The space usage is at most $O(n^2)$ for all Strassen-like algorithms (i.e. those based on upper bounding the rank of matrix multiplication algebraically). See Space complexity of Coppersmith–Winograd algorithm
However, I realized in my previous answer that I did not explain why the space usage is $O(n^2)$... so here goes something hand-wavy. Consider what a Strassen-like algorithm does. It starts from a fixed algorithm for $K \times K$ matrix multiplication that uses $K^c$ multiplications for some constant $c < 3$. In particular, this algorithm (whatever it is) can WLOG be written so that:
It computes $K^c$ different matrices $L_1,\ldots,L_{K^c}$ which multiply entries of the first matrix $A$ by various scalars and $K^c$ matrices $R_1,\ldots,R_{K^c}$ from the second matrix $B$ of a similar form,
It multiplies those linear combinations $L_i \cdot R_i$, then
It multiplies entries of $L_i \cdot R_i$ by various scalars, then adds all these matrices up entrywise to obtain $A \cdot B$.
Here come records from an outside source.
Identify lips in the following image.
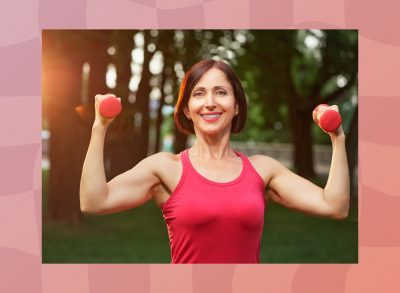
[200,112,222,122]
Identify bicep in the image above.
[268,161,333,217]
[97,158,160,214]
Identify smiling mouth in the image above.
[200,113,222,122]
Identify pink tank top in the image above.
[162,150,265,263]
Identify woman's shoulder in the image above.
[248,155,282,174]
[146,152,180,164]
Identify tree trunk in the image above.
[289,105,315,177]
[346,106,358,197]
[104,30,141,180]
[43,31,90,223]
[136,31,154,159]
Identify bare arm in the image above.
[80,95,161,214]
[260,105,350,219]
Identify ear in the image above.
[183,107,190,120]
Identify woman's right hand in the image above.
[93,94,121,128]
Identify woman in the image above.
[80,60,349,263]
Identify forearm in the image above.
[80,124,108,212]
[324,133,350,218]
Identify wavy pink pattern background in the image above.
[0,0,400,293]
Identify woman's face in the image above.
[185,68,238,135]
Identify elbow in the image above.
[80,196,98,214]
[81,203,100,215]
[332,207,349,220]
[332,212,349,220]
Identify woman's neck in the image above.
[189,133,235,160]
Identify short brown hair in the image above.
[174,59,247,134]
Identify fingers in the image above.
[313,104,342,133]
[313,104,339,125]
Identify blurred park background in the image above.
[42,30,358,263]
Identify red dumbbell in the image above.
[99,96,122,119]
[313,104,342,132]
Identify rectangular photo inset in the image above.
[42,29,358,264]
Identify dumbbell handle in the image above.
[99,96,122,119]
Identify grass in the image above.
[42,172,358,263]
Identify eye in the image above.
[193,91,203,97]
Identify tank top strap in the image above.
[180,149,190,172]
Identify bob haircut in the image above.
[174,59,247,134]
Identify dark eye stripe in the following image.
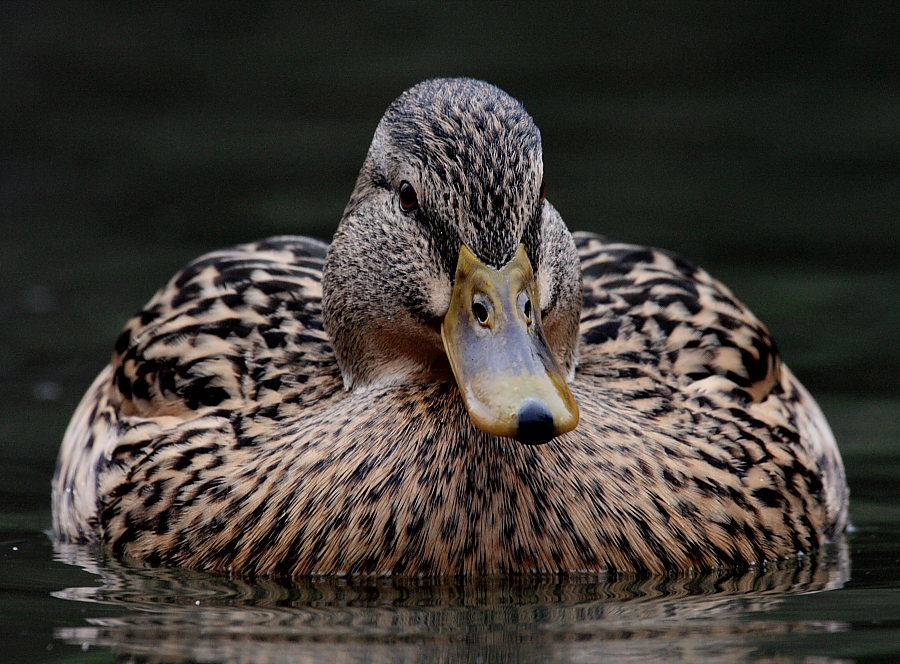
[398,180,419,212]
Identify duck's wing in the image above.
[575,233,847,529]
[53,236,340,541]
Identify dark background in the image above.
[0,2,900,556]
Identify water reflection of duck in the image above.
[54,79,847,576]
[54,538,849,663]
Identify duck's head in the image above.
[323,79,582,443]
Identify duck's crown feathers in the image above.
[369,78,543,266]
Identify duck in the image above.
[52,78,849,578]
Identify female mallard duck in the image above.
[53,79,847,576]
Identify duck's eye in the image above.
[399,180,419,212]
[472,297,491,327]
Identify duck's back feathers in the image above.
[54,234,846,574]
[53,236,340,541]
[574,233,848,536]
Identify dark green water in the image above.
[0,2,900,663]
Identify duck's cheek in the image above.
[441,246,579,444]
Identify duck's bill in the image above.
[441,245,578,444]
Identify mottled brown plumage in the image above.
[54,79,847,576]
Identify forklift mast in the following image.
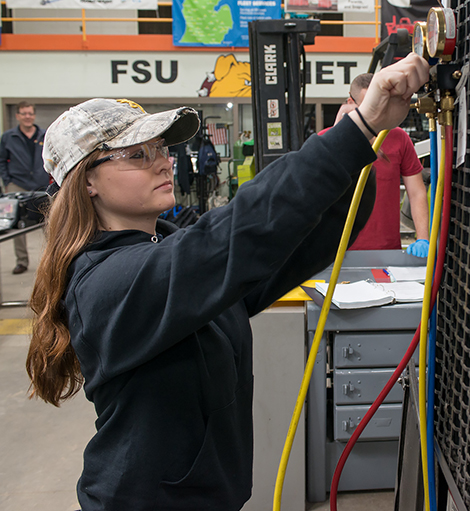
[248,19,320,173]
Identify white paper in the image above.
[387,266,426,282]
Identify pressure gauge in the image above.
[426,7,456,59]
[413,21,429,60]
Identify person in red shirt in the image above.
[319,73,429,257]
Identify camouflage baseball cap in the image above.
[42,98,199,186]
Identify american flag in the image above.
[207,123,227,145]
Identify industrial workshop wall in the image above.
[435,0,470,509]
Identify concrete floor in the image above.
[0,230,393,511]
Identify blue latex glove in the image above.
[406,240,429,257]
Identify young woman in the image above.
[27,56,427,511]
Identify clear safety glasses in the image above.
[91,139,169,170]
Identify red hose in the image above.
[330,126,453,511]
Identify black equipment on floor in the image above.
[248,19,320,173]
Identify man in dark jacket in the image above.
[0,101,49,275]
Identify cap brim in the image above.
[106,107,200,149]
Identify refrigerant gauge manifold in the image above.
[426,7,456,60]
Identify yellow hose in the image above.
[419,136,446,511]
[273,130,390,511]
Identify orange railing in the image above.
[0,0,380,44]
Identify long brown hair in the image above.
[26,151,99,406]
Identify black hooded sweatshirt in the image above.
[65,116,375,511]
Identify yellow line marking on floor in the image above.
[0,319,31,335]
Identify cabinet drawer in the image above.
[334,403,402,442]
[333,331,418,367]
[333,369,403,405]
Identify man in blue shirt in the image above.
[0,101,49,275]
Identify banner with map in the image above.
[7,0,158,10]
[172,0,281,46]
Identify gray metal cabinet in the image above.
[306,251,425,502]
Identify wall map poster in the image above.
[172,0,281,46]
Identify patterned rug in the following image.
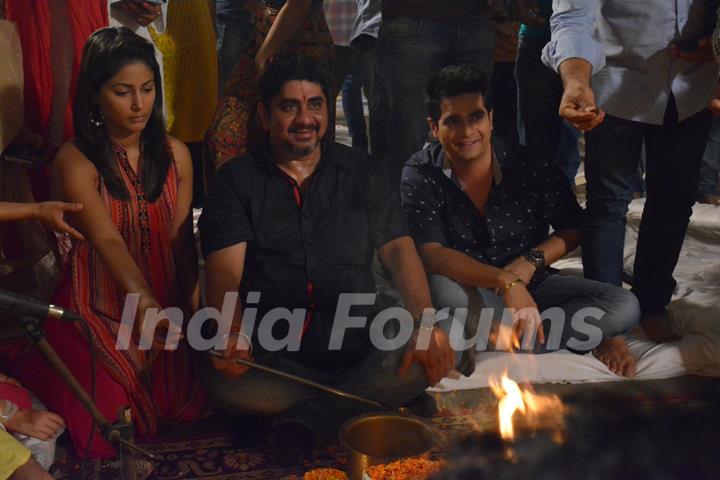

(This is a so-called "bilinear" algorithm, but it turns out that every "algebraic" matrix multiplication algorithm can be written in this way.) For each $i=1,\ldots,K^c$, this algorithm only has to store the current product $L_i \cdot R_i$ and the current value of $A \cdot B$ (initially set to all-zeroes) in memory at any given point, so the space usage is $O(K^2)$.
Given this finite algorithm, it is then extended to arbitrary $K^{\ell} \times K^{\ell}$ matrices, by breaking the large matrices into $K \times K$ blocks of dimensions $K^{\ell-1}\times K^{\ell-1}$, applying the finite $K \times K$ algorithm to the block matrices, and recursively calling the algorithm whenever it needs to multiply two blocks. At each level of recursion, we need to keep only $O(K^{2\ell})$ field elements in memory (storing $O(1)$ different $K^{\ell} \times K^{\ell}$ matrices). Assuming the space usage for $K^{\ell-1}\times K^{\ell-1}$ matrix multiplication is $S(\ell-1)$, the space usage of this recursive algorithm is $S(\ell) \leq S(\ell-1) + O(K^{2\ell})$, which for $S(1) = 2K^2$ solves to $S(\ell) \leq O(K^{2\ell})$.